Sunday, November 9, 2014

Norbord: Buy Sell or Hold

I bought some Norbord a short while ago, just before the market began collapsing. At first I had a nice pop and then the stock price weakened. It fell below my entry point and has never climbed back. It hasn't gotten even close.

Now, some analysts are pulling their buy recommendation and replacing it with a hold. When I see the letters h-o-l-d, I read sell. Should I? Should I take the loss and move on. Is there really nothing to see here?

I confess, I like Norbord. One of the biggest producers of oriented strand board (OSB) in the world with 11 operating plants in Canada, the U.S. and Europe, Norbord can pump out 5 billion square feet of OSB a year. Norbord also manufactures medium density fibreboard (MDF), particleboard and furniture. If the market for OSB should strengthen, Norbord has mothballed capacity that it can bring online relatively quickly.

Its announced earning for each quarter this year have surpassed estimates but the spread has been narrowing. Last quarter only a penny separated the estimate from what the company actually earned. The dividend of 10.5 percent, $2.40 annually, is being questioned and a cut to the dividend is anticipated in 2015. Revenue for the past year has been remarkably flat.

My gut tells me the present stock price is under threat. If I sell now, I can buy back at a lower entry point. But, my gut has often been wrong. I need more than just a gut feeling to dump my NBD and move on. I need to know that wherever I temporarily put that money, it will perform better than if I had simply left it alone.

If I have doubts about the dividend, I'm sure many others share my concern. A lot of the damage resulting from a dividend cut may be priced into the NBD stock already. If the fall isn't too great, say five or ten percent, and the dividend is only halved, I will still earn a tidy sum on which to live in retirement. I can ride out the storm.

A look at the fundamentals (key stats, cash flow, income statements) appear to indicate NBD is a successful, well run company in a cyclical market and the cycle is near a bottom. Only the retained earnings number gives me pause. Slashing the dividend should improve this.

Will U.S. housing starts rebound in 2015? Until recently, many thought a recovery was immanent. Now, analysts are tempering their positive positions. If I held a lot of NBD I think I would sell. There should be better places to park my money.

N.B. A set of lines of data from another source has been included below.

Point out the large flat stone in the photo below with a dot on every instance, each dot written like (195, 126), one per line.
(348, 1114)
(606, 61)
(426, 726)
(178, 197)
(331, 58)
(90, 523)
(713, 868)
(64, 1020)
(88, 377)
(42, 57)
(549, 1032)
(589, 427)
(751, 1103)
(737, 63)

But as I don't hold a lot, I'm going to hold tight. If the price of NBD should collapse, I will give the company fundamentals another look. If all is in the black but under pressure, I may buy a few more shares to push my exposure back to where it was when I first bought the stock. I have no doubt that someday I will sell for a nice profit and in the meantime I hope to be paid for my patience.

(Be warned. I believe NBD has cut its dividend completely in the past. This is a company that appears to have no qualms about touching the dividend.)

One last thing that I should mention: I hold NBD in an account that is presently up 18.25 percent. I hold 32 percent of the portfolio in cash paying 1.25 percent. I'm waiting patiently for a buying opportunity. The bank stock in this account is up about 80 percent at the moment. I am well positioned to be able to buffer any anticipated loss from a drop in the Norbord share price. I can take a 10 percent correction in my bank stock and 20 percent bear attack on my Norbord and still have a profit in the four digits and an annual yield able to meet my retirement needs. There is no reason for a fire sale.